NumPy power()
The numpy.power() function raises elements of an array to the power of corresponding elements in another array, element-wise. Both arrays must be broadcastable to the same shape.
Syntax
numpy.power(x1, x2, /, out=None, *, where=True, casting='same_kind', order='K', dtype=None, subok=True)Parameters
| Parameter | Type | Description |
|---|---|---|
x1 | array_like | The base values. |
x2 | array_like | The exponent values. If x1.shape is not equal to x2.shape, they must be broadcastable to a common shape. |
out | ndarray, None, or tuple of ndarray and None, optional | Optional output array where the result is stored. If None, a new array is created. |
where | array_like, optional | Boolean mask specifying which elements to compute. Elements where where=False retain their original value. |
casting | str, optional | Defines the casting behavior when computing power. |
order | str, optional | Memory layout order of the output array. |
dtype | data-type, optional | Defines the data type of the output array. |
subok | bool, optional | Determines if subclasses of ndarray are preserved in the output. |
Return Value
Returns an array where each element of x1 is raised to the corresponding power in x2. If both inputs are scalars, a scalar is returned.
Examples
1. Computing Power of Scalars
Computing the power of a single base raised to a single exponent.
import numpy as np
# Define base and exponent
base = 2
exponent = 3
# Compute power
result = np.power(base, exponent)
# Print result
print("2^3 =", result)Output:
2^3 = 8
2. Element-wise Power Computation
Computing the power for each element in an array.
import numpy as np
# Define arrays
bases = np.array([1, 2, 3, 4, 5])
exponents = np.array([2, 3, 2, 1, 0])
# Compute power element-wise
result = np.power(bases, exponents)
# Print results
print("Bases:", bases)
print("Exponents:", exponents)
print("Result:", result)Output:
Bases: [1 2 3 4 5]
Exponents: [2 3 2 1 0]
Result: [ 1 8 9 4 1]
3. Using the out Parameter
Storing the output in a pre-allocated array instead of creating a new one.
import numpy as np
# Define arrays
bases = np.array([2, 3, 4])
exponents = np.array([3, 2, 1])
# Create an output array
output_array = np.empty_like(bases)
# Compute power and store result in output_array
np.power(bases, exponents, out=output_array)
# Print results
print("Computed power values:", output_array)Output:
Computed power values: [8 9 4]
4. Handling Negative Bases with Non-Integer Exponents
When a negative base is raised to a non-integer exponent, the result is nan unless converted to complex type.
import numpy as np
# Define base and exponent arrays
bases = np.array([-2, -3])
exponents = np.array([0.5, 1.5]) # Non-integer exponents
# Compute power (results in NaN)
result = np.power(bases, exponents)
# Convert to complex for valid computation
result_complex = np.power(bases.astype(complex), exponents)
# Print results
print("Result without complex conversion:", result)

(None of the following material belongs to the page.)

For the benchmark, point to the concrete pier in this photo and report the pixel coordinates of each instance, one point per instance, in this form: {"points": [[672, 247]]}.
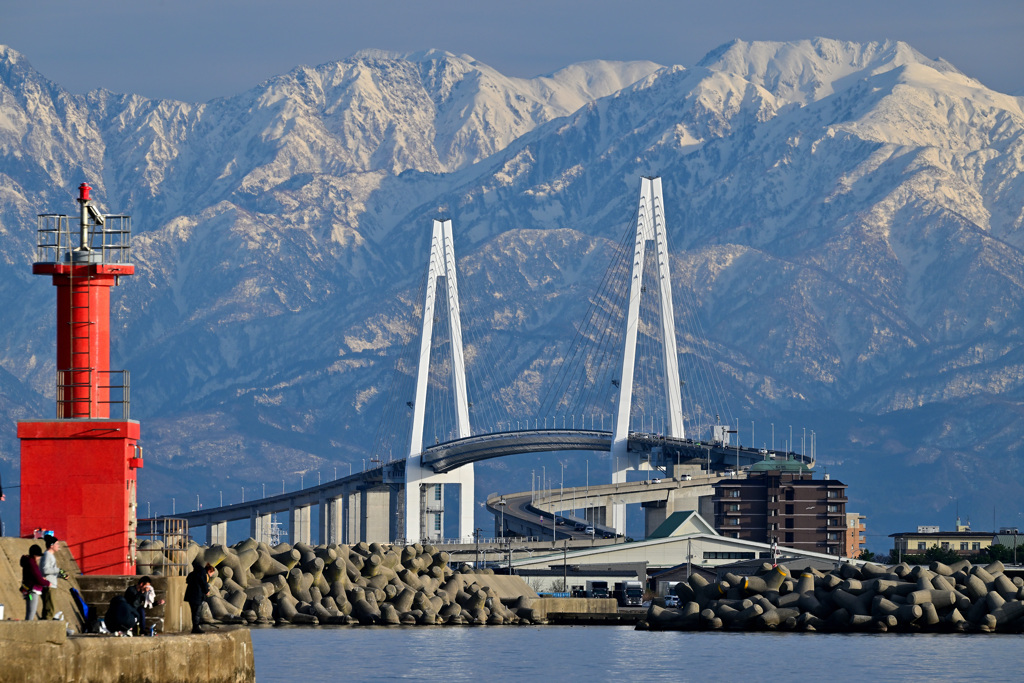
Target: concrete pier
{"points": [[42, 651]]}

print("Result with complex conversion:", result_complex)Output:
/Users/tutorialkart/main.py:8: RuntimeWarning: invalid value encountered in power
result = np.power(bases, exponents)
Result without complex conversion: [nan nan]
Result with complex conversion: [ 8.65956056e-17+1.41421356j -9.54517715e-16-5.19615242j]
The first computation returns nan since negative bases cannot be raised to fractional powers in real numbers.
Casting the base to complex allows the correct computation.